Il y a pas mal de petites marottes sur lesquelles je peux devenir un peu concon (par opposition à mon état normal: con tout court); le personnage de Harry Dickson en fait partie. C’est pourquoi, de passage à Trolls & Légendes (sur le stand du chanteur de Borrachoz, d’ailleurs), j’ai raflé les trois volumes des Nouvelles aventures de Harry Dickson signés Gérard Dôle et parus aux éditions Terres de Brume: Le vampyre des Grampians, Le loup-garou de Camberwell et Le diable de Pimlico. Je n’aurais peut-être pas dû: ils m’agacent.

Je me rends bien compte que le problème vient peut-être du fait que j’ai lu assez peu des histoires “originelles” (si on peut utiliser ce terme pour parler d’une série qui est passée entre tant de mains), mais là, j’ai l’impression de lire une caricature. Le grand détective est brutal, cruel et moqueur, son apprenti Tom Wills a tout de la demoiselle en détresse, façon potiche, et les intrigues se résolvent par tellement de deus ex machina qu’on a l’impression que la machine en question est un distributeur automatique bloqué en flux continu.

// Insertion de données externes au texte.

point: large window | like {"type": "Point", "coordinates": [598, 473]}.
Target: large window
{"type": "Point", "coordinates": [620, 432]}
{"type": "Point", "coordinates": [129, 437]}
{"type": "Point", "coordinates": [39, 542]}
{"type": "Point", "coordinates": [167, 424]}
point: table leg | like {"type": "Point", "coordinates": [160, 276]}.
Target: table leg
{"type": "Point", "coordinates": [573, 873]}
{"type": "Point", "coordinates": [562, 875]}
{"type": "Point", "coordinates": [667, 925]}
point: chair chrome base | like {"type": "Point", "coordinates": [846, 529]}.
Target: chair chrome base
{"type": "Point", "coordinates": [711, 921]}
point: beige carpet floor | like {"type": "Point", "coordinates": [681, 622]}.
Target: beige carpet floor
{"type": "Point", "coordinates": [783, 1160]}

Cela dit, hormis des conclusions que n’auraient pas reniés les auteurs de Scooby-Doo, les intrigues en elles-mêmes sont loin d’être inintéressantes, mêlant motifs humains et sordides et une touche de fantastique horrifique. Pour le rôliste moyen en manque d’inspiration pulp, il y a là matière à quelques dizaines de scénarios dans le décor de la Grande-Bretagne de l’Entre deux guerres. Encore que ce décor reste singulièrement flou, sinon pour décrire des bas-fonds sanieux et une faune faite de marins cosmopolites, de chiffonniers errants et d’ouvriers immigrés (qui n’ont que là où aller).

C’est dommage, j’avais plutôt bien aimé, du même auteur, Les spectres de Cheyne Walk (dont on notera au passage que le titre suit le même format que ceux d’Harry Dickson), mais ces nouvelles du “Sherlock Holmes américain” me laissent plutôt froid – allez, disons tiède parce que merde, c’est quand même du pulp et Harry Dickson!

Si le personnage vous intéresse et, surtout, que vous cherchez une source d’inspiration pour des mystères sordides et fantastiques, de la fin du XIXe siècle à notre époque, alors ces trois recueils peuvent vous brancher. Pour ma part, j’en resterai à mon adaptation préférée – celle de Christian Vanderhaeghe (illustrée par Zanon) – qui tant qu’à remettre le personnage dans un contexte historique, y va plein pot avec sorciers nazis et Georgette Cuvelier en génie du mal et, surtout, transforme une accumulation de nouvelles en un feuilleton passionnant.